CBRE Retail Chief Bratt Jumps to Buy Side

Mark Bratt left his position as the national leader of CBRE’s retail investment sales team last week to take the reins at Westwood Financial and spearhead an ambitious expansion effort.

Bratt started as chief executive of the Los Angeles investment firm Monday. He replaced Joe Dykstra, who worked at Westwood for nearly three decades and led it for the last two years before departing in December.

Bratt plans to focus internally for the next six months, analyzing and refining the firm’s investment strategy, before looking outward for growth opportunities. The company, which has funded its acquisitions largely with capital from wealthy individuals, could seek joint ventures with institutional investors.

“My goal is for Westwood Financial to be a top-five retail investment partner in two years,” said Bratt.

The hiring is a coup for Westwood, which has been seeking to “institutionalize” its business since a restructuring two years ago. Founded in 1970 by Steven Fogel and Howard Banchik, who co-chair its board, Westwood consolidated a series of limited liability partnerships into a single operating company worth $1.2 billion in 2016. It began to upgrade its portfolio, while recruiting retail professionals from DDR, Irvine Co., Macerich, Shopcore and Westfield.

Westwood currently owns 5.1 million square feet at 72 shopping centers. Separately owned stores boost the size of those centers to over 8 million sf. In addition, the firm manages 39 centers with 1.2 million sf.

For Bratt, the move is a return to his buy-side roots. Before his four-year stint at CBRE, he was chief investment officer at DDR. During his time there, the Beachwood, Ohio, REIT was one of the most-active buyers of retail properties in the U.S., spending nearly $5 billion.

Bratt takes the helm at Westwood amid a bleaker retail landscape, as the sector is being battered by bankruptcies, store closings and growing competition from e-commerce. Investment-sales volume has plummeted as many investors have grown skittish about the risks.

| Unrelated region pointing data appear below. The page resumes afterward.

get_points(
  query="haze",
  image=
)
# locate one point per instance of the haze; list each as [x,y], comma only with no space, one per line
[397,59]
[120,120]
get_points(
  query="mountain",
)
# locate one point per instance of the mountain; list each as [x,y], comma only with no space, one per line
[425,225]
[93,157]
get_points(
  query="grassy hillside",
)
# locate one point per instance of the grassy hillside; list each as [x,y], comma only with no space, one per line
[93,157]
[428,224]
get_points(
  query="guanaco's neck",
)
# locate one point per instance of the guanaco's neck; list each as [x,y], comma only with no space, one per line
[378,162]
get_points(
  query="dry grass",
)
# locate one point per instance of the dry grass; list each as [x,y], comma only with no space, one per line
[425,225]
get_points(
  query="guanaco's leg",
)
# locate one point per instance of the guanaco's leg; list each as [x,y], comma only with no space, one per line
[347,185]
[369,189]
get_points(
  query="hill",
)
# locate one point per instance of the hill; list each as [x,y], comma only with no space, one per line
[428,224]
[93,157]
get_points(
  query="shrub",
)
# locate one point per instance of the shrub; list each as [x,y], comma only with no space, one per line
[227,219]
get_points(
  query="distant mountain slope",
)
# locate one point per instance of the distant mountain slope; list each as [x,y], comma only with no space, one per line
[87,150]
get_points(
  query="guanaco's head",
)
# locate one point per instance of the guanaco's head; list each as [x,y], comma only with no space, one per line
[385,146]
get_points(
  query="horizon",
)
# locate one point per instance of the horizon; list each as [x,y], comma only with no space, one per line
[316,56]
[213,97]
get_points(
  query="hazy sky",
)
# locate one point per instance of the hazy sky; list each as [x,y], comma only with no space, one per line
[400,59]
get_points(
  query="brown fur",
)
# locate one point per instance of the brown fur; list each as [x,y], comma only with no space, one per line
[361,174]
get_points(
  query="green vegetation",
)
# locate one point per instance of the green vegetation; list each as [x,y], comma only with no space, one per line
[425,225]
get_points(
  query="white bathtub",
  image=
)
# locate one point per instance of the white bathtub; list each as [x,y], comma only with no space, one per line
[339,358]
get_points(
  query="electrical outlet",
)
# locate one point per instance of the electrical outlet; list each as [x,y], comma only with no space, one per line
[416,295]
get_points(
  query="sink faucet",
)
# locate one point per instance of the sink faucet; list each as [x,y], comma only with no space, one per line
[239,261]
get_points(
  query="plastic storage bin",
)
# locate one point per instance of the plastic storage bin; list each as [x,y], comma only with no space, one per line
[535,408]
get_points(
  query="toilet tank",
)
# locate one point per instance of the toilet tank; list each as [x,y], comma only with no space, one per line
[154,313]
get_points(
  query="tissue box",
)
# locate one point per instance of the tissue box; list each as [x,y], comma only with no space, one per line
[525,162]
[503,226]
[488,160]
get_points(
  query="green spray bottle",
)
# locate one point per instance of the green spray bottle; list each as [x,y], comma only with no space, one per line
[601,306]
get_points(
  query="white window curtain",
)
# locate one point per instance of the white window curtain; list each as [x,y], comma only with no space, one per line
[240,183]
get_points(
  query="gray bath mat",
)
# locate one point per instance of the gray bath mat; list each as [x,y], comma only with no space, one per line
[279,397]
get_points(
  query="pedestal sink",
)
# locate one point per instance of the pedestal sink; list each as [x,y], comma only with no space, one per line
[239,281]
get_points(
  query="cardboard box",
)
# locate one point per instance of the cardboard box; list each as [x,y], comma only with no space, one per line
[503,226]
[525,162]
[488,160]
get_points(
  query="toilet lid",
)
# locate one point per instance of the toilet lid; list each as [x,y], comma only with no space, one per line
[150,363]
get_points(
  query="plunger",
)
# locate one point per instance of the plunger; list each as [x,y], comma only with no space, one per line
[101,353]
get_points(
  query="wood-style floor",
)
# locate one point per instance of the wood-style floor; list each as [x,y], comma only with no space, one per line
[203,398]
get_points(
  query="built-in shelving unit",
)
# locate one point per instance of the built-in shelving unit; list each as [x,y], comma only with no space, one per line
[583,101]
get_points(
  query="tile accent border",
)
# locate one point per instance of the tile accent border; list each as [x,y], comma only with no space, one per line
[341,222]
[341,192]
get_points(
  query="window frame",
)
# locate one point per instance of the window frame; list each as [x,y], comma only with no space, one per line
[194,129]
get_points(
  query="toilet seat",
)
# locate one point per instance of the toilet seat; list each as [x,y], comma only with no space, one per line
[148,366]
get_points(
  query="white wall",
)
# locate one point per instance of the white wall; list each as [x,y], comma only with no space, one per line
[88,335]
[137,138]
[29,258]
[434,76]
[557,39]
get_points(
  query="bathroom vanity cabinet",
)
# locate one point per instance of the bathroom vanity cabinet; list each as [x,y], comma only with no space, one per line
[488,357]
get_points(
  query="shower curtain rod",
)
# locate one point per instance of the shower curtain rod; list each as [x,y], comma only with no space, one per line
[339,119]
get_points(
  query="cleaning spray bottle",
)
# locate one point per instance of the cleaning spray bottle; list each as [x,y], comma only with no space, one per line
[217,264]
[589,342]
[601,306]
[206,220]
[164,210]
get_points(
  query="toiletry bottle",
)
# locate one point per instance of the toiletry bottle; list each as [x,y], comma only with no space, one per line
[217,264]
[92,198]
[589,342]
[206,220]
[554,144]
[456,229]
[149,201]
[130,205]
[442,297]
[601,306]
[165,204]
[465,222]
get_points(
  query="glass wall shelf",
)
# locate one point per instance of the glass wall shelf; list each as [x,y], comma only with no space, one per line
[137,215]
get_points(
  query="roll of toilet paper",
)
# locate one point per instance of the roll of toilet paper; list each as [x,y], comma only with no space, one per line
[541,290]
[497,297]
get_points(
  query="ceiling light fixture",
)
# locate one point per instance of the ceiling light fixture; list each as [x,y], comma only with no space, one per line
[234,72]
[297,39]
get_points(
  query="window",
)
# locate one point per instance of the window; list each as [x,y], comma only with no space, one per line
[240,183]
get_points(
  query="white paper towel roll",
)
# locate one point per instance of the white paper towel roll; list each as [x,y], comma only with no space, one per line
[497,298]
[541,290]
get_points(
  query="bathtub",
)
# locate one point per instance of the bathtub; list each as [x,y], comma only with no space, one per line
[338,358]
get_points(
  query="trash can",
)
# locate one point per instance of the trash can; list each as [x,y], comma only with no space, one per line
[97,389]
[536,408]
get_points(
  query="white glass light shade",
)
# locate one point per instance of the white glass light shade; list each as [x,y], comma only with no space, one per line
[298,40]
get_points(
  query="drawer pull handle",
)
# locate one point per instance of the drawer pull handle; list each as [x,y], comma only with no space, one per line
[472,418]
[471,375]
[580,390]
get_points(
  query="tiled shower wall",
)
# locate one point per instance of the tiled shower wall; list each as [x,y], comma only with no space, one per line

Bratt said he sees opportunity amid the disruption. “I think there are many more investing opportunities in 2019 for those firms that have the retail expertise to understand the risks than when I left the investing business in 2015,” he said.

CBRE tapped Bratt for a new role as its national retail sales chief in early 2015. He led a team of 120 sales brokers, including a few dozen top pros that focus on institutional trades throughout the Americas. It was part of a reorganization of CBRE’s capital-markets division aimed at fostering greater collaboration among brokers nationally, better serving clients and landing bigger deals, including portfolios. That year, CBRE dramatically boosted its number of listings worth at least $75 million, and it has brokered some blockbuster deals since. During Bratt’s four-year tenure at CBRE, the firm handled seven retail trades worth at least $250 million, including a $626.4 million portfolio sale in June.

Before his stint at DDR, Bratt spent six years at Morgan Stanley, where he was an executive director of acquisitions and portfolio management and worked on major investments across property sectors. He previously worked at Lend Lease Real Estate of Atlanta and at Amresco and Prentiss Properties, both of Dallas.